Oct 30, 2025Ravie LakshmananDevSecOps / Software program Safety
Cybersecurity researchers have uncovered yet one more lively software program provide chain assault marketing campaign concentrating on the npm registry with over 100 malicious packages that may steal authentication tokens, CI/CD secrets and techniques, and GitHub credentials from builders’ machines.
The marketing campaign has been codenamed PhantomRaven by Koi Safety. The exercise is assessed to have begun in August 2025, when the primary packages had been uploaded to the repository. It has since ballooned to a complete of 126 npm libraries, attracting greater than 86,000 installs.
A number of the packages have additionally been flagged by the DevSecOps firm DCODX –
op-cli-installer (486 Downloads)
unused-imports (1,350 Downloads)
badgekit-api-client (483 Downloads)
polyfill-corejs3 (475 Downloads)
eslint-comments (936 Downloads)
What makes the assault stand out is the attacker’s sample of hiding the malicious code in dependencies by pointing to a customized HTTP URL, inflicting npm to fetch them from an untrusted web site (on this case, “packages.storeartifact[.]com”) versus npmjs[.]com every time a bundle is put in.
“And npmjs[.]com would not observe these URLs,” safety researcher Oren Yomtov specified by a report shared with The Hacker Information. “Safety scanners do not fetch them. Dependency evaluation instruments ignore them. To each automated safety system, these packages present ‘0 Dependencies.'”
Extra worryingly, the truth that the URL is attacker-controlled signifies that it may be abused by the unhealthy actor to tailor their payloads and serve any sort of malware, and make it extra stealthy by initially serving utterly innocent code earlier than pushing a malicious model of the dependency after the bundle features broader adoption.
The assault chain kicks off as quickly as a developer installs one of many “benign” packages, which, in flip, results in the retrieval of the distant dynamic dependency (RDD) from the exterior server. The malicious bundle comes with a pre-install hook that triggers the execution of the principle payload.
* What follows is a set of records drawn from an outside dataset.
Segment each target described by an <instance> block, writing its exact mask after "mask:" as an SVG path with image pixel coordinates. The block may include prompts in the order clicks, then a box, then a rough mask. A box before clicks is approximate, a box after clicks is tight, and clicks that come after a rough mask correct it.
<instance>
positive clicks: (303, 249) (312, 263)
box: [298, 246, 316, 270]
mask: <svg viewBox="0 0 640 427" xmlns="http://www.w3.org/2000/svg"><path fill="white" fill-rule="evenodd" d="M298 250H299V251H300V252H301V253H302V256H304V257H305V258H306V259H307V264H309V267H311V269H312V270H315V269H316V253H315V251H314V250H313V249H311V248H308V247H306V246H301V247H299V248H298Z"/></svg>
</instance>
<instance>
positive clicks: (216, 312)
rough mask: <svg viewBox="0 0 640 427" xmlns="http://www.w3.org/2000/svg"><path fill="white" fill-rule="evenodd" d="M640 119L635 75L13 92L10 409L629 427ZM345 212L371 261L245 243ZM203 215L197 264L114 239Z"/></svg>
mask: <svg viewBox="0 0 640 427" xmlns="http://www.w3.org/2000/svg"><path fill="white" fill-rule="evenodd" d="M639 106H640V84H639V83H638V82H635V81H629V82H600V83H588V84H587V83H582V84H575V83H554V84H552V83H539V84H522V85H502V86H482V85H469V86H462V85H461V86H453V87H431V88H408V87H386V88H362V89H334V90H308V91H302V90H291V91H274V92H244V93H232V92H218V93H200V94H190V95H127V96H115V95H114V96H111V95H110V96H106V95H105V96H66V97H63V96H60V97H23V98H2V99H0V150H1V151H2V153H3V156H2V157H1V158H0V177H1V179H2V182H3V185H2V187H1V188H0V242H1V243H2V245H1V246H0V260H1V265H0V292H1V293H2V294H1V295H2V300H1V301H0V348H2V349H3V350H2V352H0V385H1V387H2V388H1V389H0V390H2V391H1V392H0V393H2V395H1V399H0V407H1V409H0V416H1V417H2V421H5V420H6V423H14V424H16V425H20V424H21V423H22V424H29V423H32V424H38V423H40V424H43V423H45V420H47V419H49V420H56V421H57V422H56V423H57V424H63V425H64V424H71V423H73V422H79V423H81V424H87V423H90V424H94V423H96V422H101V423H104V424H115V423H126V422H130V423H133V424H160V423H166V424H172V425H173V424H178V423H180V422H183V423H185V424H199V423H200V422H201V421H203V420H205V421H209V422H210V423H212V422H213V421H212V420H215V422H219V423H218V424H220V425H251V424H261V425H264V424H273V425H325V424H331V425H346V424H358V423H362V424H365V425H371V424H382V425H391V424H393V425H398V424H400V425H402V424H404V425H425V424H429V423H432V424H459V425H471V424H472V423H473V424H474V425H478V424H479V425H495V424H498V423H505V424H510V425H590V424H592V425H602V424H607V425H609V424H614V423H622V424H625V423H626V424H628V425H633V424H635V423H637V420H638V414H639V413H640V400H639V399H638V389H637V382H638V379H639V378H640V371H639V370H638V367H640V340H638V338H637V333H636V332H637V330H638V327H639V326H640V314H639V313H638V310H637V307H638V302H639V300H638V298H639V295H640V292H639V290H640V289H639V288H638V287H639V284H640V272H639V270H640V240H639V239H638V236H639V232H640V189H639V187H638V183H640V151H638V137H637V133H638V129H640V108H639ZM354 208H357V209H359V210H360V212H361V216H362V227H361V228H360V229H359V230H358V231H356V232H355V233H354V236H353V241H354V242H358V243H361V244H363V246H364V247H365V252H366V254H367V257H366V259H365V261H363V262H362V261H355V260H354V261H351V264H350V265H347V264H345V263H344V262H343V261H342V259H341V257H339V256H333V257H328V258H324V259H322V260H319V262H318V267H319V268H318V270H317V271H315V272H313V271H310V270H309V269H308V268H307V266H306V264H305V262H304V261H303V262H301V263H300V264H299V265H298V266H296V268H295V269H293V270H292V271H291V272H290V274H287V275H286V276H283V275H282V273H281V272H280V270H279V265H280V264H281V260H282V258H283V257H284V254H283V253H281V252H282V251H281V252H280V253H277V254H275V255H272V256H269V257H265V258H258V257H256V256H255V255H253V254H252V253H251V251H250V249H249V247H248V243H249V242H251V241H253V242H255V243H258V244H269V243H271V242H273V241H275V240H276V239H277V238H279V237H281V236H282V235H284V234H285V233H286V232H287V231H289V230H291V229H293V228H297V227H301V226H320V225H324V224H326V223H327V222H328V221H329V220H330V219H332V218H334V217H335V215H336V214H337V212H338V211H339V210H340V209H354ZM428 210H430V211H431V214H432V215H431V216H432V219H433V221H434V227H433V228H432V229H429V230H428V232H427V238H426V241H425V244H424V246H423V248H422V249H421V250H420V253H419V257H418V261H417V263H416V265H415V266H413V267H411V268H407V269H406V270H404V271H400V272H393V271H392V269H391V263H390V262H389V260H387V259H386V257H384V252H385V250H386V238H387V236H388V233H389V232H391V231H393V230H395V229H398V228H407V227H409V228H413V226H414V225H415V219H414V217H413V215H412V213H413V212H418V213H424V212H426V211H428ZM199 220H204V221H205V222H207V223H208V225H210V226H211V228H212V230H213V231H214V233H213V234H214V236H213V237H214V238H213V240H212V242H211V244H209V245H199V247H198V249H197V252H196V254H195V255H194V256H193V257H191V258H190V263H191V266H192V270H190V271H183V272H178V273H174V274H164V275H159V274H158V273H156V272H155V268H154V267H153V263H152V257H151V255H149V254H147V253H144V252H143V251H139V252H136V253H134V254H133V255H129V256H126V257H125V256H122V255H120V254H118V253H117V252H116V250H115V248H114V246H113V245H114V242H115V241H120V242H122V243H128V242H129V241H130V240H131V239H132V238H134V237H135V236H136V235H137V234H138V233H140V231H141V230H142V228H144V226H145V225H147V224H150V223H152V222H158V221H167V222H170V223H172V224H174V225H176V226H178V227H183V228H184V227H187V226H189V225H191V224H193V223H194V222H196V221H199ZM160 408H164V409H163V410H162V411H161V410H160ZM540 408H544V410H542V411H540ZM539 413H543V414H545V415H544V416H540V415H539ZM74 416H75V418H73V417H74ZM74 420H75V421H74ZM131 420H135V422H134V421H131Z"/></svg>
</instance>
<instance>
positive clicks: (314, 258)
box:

The malware is designed to scan the developer atmosphere for e-mail addresses, collect details about the CI/CD atmosphere, acquire a system fingerprint, together with the general public IP handle, and exfiltrate the outcomes to a distant server.
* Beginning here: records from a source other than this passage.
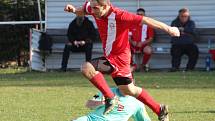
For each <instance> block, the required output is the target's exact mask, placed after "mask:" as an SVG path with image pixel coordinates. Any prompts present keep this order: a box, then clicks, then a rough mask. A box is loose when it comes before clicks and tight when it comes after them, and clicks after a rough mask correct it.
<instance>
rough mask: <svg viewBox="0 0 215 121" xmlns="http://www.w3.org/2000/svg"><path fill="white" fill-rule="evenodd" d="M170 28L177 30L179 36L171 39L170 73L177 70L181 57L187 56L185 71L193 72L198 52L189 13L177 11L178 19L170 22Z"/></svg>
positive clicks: (194, 66) (194, 36)
mask: <svg viewBox="0 0 215 121" xmlns="http://www.w3.org/2000/svg"><path fill="white" fill-rule="evenodd" d="M171 26H176V27H178V28H179V30H180V33H181V36H180V37H172V39H171V43H172V48H171V56H172V69H171V71H177V70H179V67H180V63H181V57H182V56H183V55H187V56H188V59H189V60H188V63H187V67H186V71H189V70H193V69H194V68H195V65H196V63H197V60H198V56H199V50H198V47H197V45H196V44H195V43H194V41H195V36H196V32H195V22H194V21H192V20H191V19H190V12H189V9H187V8H182V9H181V10H179V15H178V17H177V18H176V19H175V20H174V21H173V22H172V24H171Z"/></svg>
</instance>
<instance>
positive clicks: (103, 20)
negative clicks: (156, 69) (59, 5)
mask: <svg viewBox="0 0 215 121" xmlns="http://www.w3.org/2000/svg"><path fill="white" fill-rule="evenodd" d="M64 10H65V11H67V12H72V13H74V14H76V15H79V16H83V15H92V16H93V17H94V18H95V21H96V23H97V26H98V30H99V33H100V38H101V40H102V45H103V50H104V57H101V58H97V59H93V60H92V61H91V62H85V63H84V64H83V65H82V68H81V71H82V73H83V75H84V76H85V77H86V78H87V79H88V80H89V81H90V82H91V83H92V84H93V85H94V86H95V87H96V88H98V89H99V90H100V91H101V92H102V93H103V95H104V97H105V98H106V99H105V111H104V115H105V114H108V113H109V112H110V111H112V110H113V108H114V107H115V106H116V105H117V104H118V99H117V97H116V96H115V95H114V93H113V92H112V91H111V90H110V88H109V86H108V84H107V82H106V80H105V78H104V76H103V74H102V73H106V74H110V75H111V76H112V78H113V80H114V81H115V83H116V85H117V86H118V88H119V89H120V91H121V93H122V94H124V95H130V96H133V97H136V98H137V99H138V100H140V101H141V102H143V103H144V104H146V105H147V106H149V107H150V108H151V109H152V110H153V111H154V112H155V113H156V114H157V115H158V119H159V120H160V121H168V109H167V106H166V105H160V104H159V103H157V102H156V101H154V100H153V98H152V97H151V96H150V95H149V94H148V93H147V92H146V91H145V90H144V89H142V88H140V87H137V86H135V85H134V83H133V77H132V74H131V71H130V61H131V52H130V44H129V40H128V32H129V29H130V28H132V27H133V26H137V25H142V24H146V25H149V26H151V27H152V28H157V29H161V30H163V31H166V32H167V33H169V34H170V35H171V36H180V32H179V30H178V28H176V27H170V26H168V25H166V24H164V23H162V22H159V21H156V20H154V19H151V18H149V17H145V16H138V15H135V14H132V13H129V12H126V11H123V10H121V9H119V8H117V7H114V6H113V5H111V3H110V1H109V0H90V2H86V3H85V5H84V6H83V7H80V8H75V7H74V6H73V5H70V4H68V5H66V7H65V9H64Z"/></svg>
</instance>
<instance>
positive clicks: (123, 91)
mask: <svg viewBox="0 0 215 121" xmlns="http://www.w3.org/2000/svg"><path fill="white" fill-rule="evenodd" d="M119 89H120V92H121V93H122V94H123V95H130V96H133V97H136V95H137V94H138V92H137V90H136V88H135V86H131V85H126V86H119Z"/></svg>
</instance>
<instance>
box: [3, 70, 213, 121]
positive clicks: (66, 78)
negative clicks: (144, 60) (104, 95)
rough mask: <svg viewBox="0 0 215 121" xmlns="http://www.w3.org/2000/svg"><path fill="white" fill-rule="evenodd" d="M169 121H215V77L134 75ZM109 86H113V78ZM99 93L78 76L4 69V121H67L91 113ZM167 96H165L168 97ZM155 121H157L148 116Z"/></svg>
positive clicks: (73, 75) (3, 117) (153, 116)
mask: <svg viewBox="0 0 215 121" xmlns="http://www.w3.org/2000/svg"><path fill="white" fill-rule="evenodd" d="M135 77H136V80H137V81H136V83H137V85H139V86H144V87H145V88H146V89H147V90H148V91H149V92H150V94H151V95H152V96H153V97H154V98H155V99H156V100H158V101H159V102H162V103H165V104H168V105H169V106H170V111H171V121H215V72H210V73H207V72H188V73H183V72H177V73H168V72H150V73H145V74H142V73H136V74H135ZM107 80H109V81H108V83H109V84H110V85H111V86H114V83H113V82H112V80H111V78H110V77H107ZM96 92H97V90H96V89H95V88H94V87H93V86H91V84H90V83H89V82H88V81H87V80H86V79H84V78H83V76H82V75H81V74H80V73H79V72H67V73H59V72H49V73H39V72H27V71H26V69H0V121H69V120H70V119H72V118H75V117H79V116H82V115H85V114H87V113H88V112H89V110H88V109H86V108H85V107H84V103H85V101H86V100H87V99H89V98H90V97H91V96H92V95H93V94H95V93H96ZM164 95H165V96H164ZM148 113H149V115H150V117H151V118H152V121H155V120H156V119H157V117H156V116H155V115H154V114H153V113H152V112H151V111H150V110H148Z"/></svg>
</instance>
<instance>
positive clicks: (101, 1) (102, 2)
mask: <svg viewBox="0 0 215 121" xmlns="http://www.w3.org/2000/svg"><path fill="white" fill-rule="evenodd" d="M96 1H97V3H99V4H100V5H110V0H96Z"/></svg>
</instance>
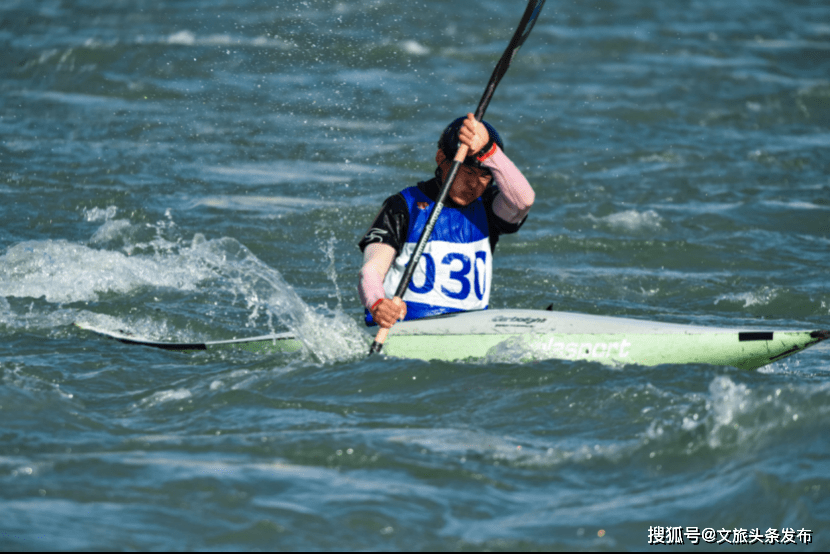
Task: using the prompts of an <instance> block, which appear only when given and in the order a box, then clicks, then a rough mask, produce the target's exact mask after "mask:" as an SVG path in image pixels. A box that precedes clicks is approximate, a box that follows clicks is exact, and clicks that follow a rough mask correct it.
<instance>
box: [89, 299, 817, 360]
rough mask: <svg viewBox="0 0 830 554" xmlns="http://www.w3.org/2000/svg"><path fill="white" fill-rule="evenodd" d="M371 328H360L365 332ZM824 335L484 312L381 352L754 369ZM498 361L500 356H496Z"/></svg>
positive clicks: (425, 331)
mask: <svg viewBox="0 0 830 554" xmlns="http://www.w3.org/2000/svg"><path fill="white" fill-rule="evenodd" d="M77 325H78V327H81V328H83V329H86V330H89V331H93V332H96V333H99V334H103V335H106V336H109V337H111V338H114V339H116V340H119V341H121V342H125V343H131V344H140V345H144V346H152V347H156V348H164V349H167V350H179V351H193V350H219V349H227V348H233V349H244V350H249V351H253V352H264V353H266V352H293V351H297V350H300V349H302V348H303V346H302V342H301V341H300V340H299V339H297V338H296V337H295V336H294V335H292V334H290V333H281V334H275V335H264V336H260V337H251V338H247V339H235V340H229V341H214V342H204V343H176V342H164V341H154V340H147V339H142V338H139V337H136V336H133V335H130V334H127V333H125V332H118V331H109V330H103V329H99V328H95V327H92V326H89V325H84V324H82V323H79V324H77ZM376 329H377V328H371V329H368V330H367V337H371V336H373V335H374V331H376ZM828 338H830V331H822V330H812V331H811V330H801V331H790V330H768V329H740V328H734V329H733V328H717V327H705V326H699V325H681V324H676V323H661V322H657V321H646V320H640V319H630V318H621V317H607V316H597V315H586V314H575V313H567V312H553V311H541V310H485V311H481V312H467V313H459V314H452V315H447V316H440V317H434V318H428V319H422V320H415V321H405V322H401V323H398V324H397V325H395V326H394V327H393V328H392V329H391V330H390V333H389V337H388V338H387V340H386V343H385V344H384V346H383V354H385V355H387V356H395V357H401V358H415V359H422V360H446V361H455V360H467V359H479V358H486V357H488V356H491V355H497V356H498V355H499V353H500V352H502V353H503V352H504V351H506V350H507V348H506V347H510V346H514V345H515V346H517V348H514V349H510V352H518V354H516V357H517V359H516V361H523V360H542V359H560V360H589V361H594V362H599V363H603V364H608V365H625V364H638V365H644V366H655V365H661V364H690V363H701V364H713V365H724V366H733V367H737V368H740V369H755V368H758V367H762V366H764V365H767V364H769V363H772V362H776V361H778V360H781V359H783V358H786V357H787V356H791V355H792V354H795V353H797V352H800V351H801V350H804V349H805V348H807V347H809V346H812V345H814V344H817V343H819V342H821V341H823V340H825V339H828ZM498 359H501V360H503V359H504V356H503V355H501V356H499V358H498Z"/></svg>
Koi Safety stated the selection of the bundle names shouldn’t be random, and that the risk actor has resorted to capitalizing on a phenomenon known as slopsquatting – the place giant language fashions (LLMs) hallucinate non-existent but plausible-sounding bundle names – with a view to register these packages.
“PhantomRaven demonstrates how subtle attackers are getting [better] at exploiting blind spots in conventional safety tooling,” Yomtov stated. “Distant Dynamic Dependencies aren’t seen to static evaluation. AI hallucinations create plausible-sounding bundle names that builders belief. And lifecycle scripts execute mechanically, with none person interplay.”
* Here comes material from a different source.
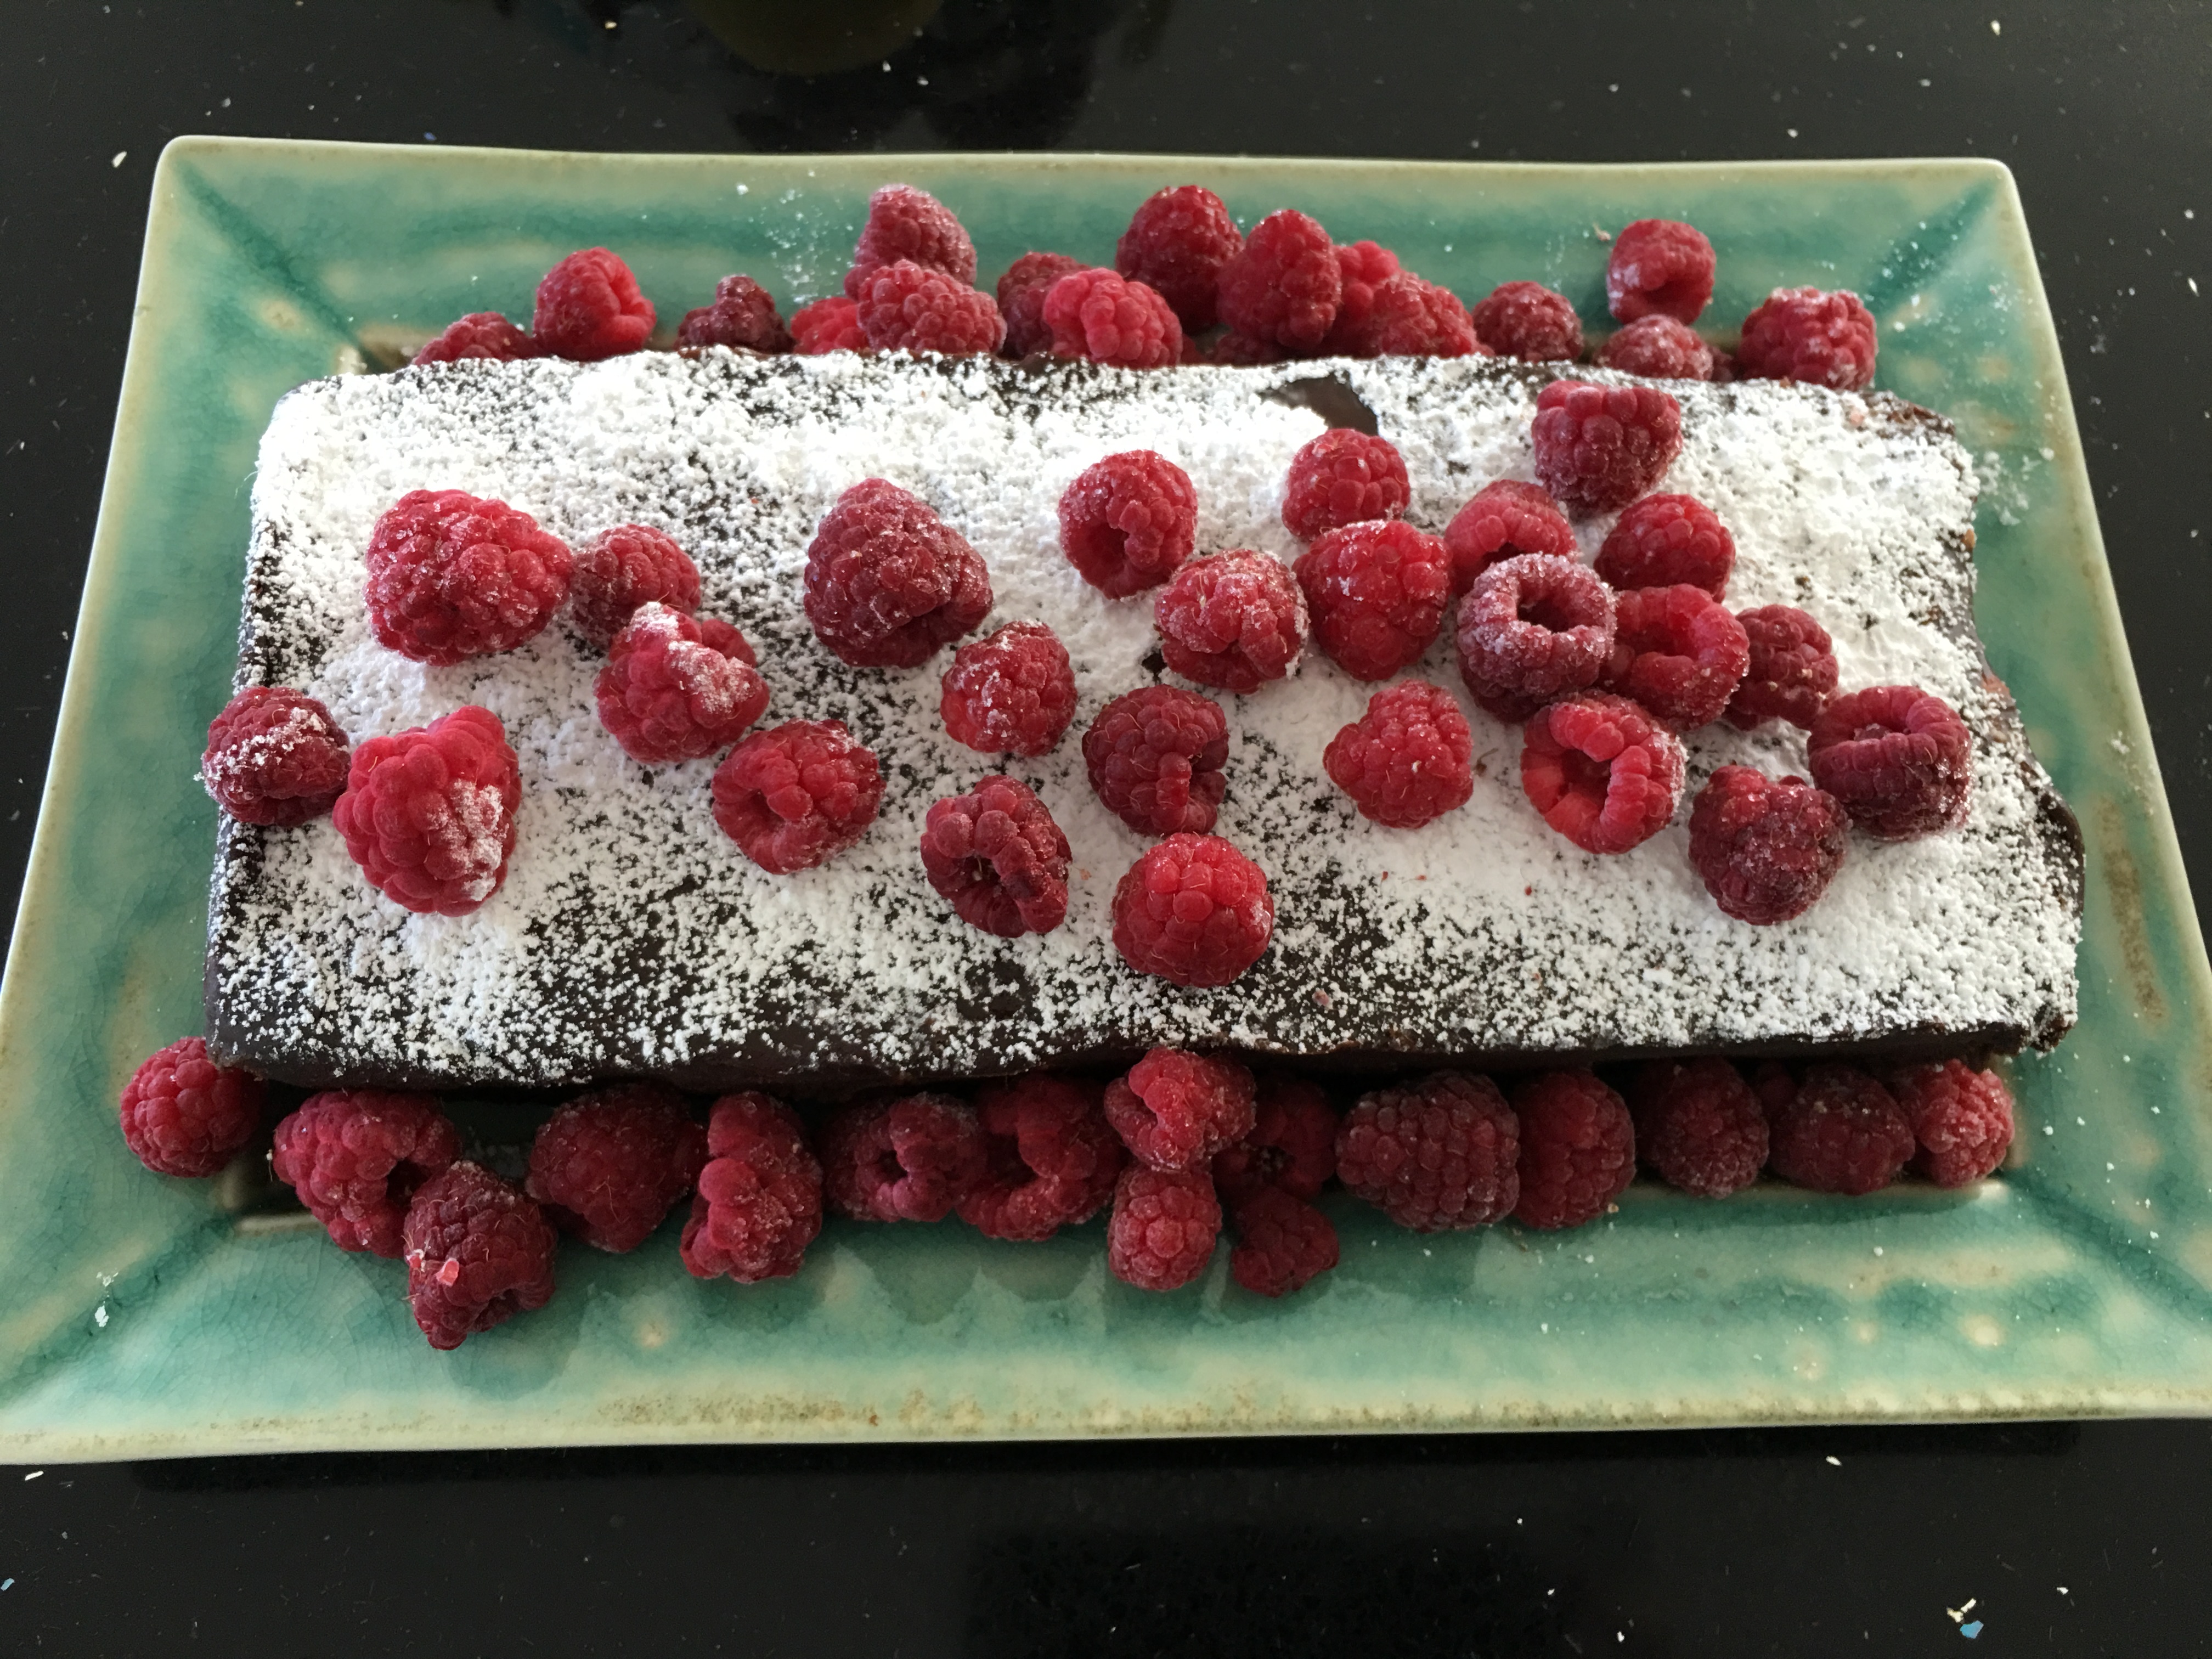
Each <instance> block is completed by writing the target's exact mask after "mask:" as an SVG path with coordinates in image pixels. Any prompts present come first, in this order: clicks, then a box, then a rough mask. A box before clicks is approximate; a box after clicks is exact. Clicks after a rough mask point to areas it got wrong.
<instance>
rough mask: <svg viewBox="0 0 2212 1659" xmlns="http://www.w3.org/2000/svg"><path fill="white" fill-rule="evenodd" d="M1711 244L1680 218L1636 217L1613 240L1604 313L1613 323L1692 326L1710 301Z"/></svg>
mask: <svg viewBox="0 0 2212 1659" xmlns="http://www.w3.org/2000/svg"><path fill="white" fill-rule="evenodd" d="M1712 263H1714V261H1712V243H1710V241H1705V232H1703V230H1699V228H1697V226H1686V223H1683V221H1681V219H1637V221H1635V223H1632V226H1628V228H1626V230H1621V234H1619V237H1615V239H1613V254H1610V257H1608V259H1606V310H1610V312H1613V314H1615V316H1617V319H1619V321H1624V323H1635V321H1637V319H1641V316H1666V319H1672V321H1677V323H1694V321H1697V314H1699V312H1701V310H1705V303H1708V301H1710V299H1712Z"/></svg>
The event as soon as once more illustrates how risk actors are discovering novel methods to cover malicious code in open-source ecosystems and fly beneath the radar.
“The npm ecosystem permits straightforward publishing and low friction for packages,” DCODX stated. “Lifecycle scripts (preinstall, set up, postinstall) execute arbitrary code at set up time, usually with out developer consciousness.”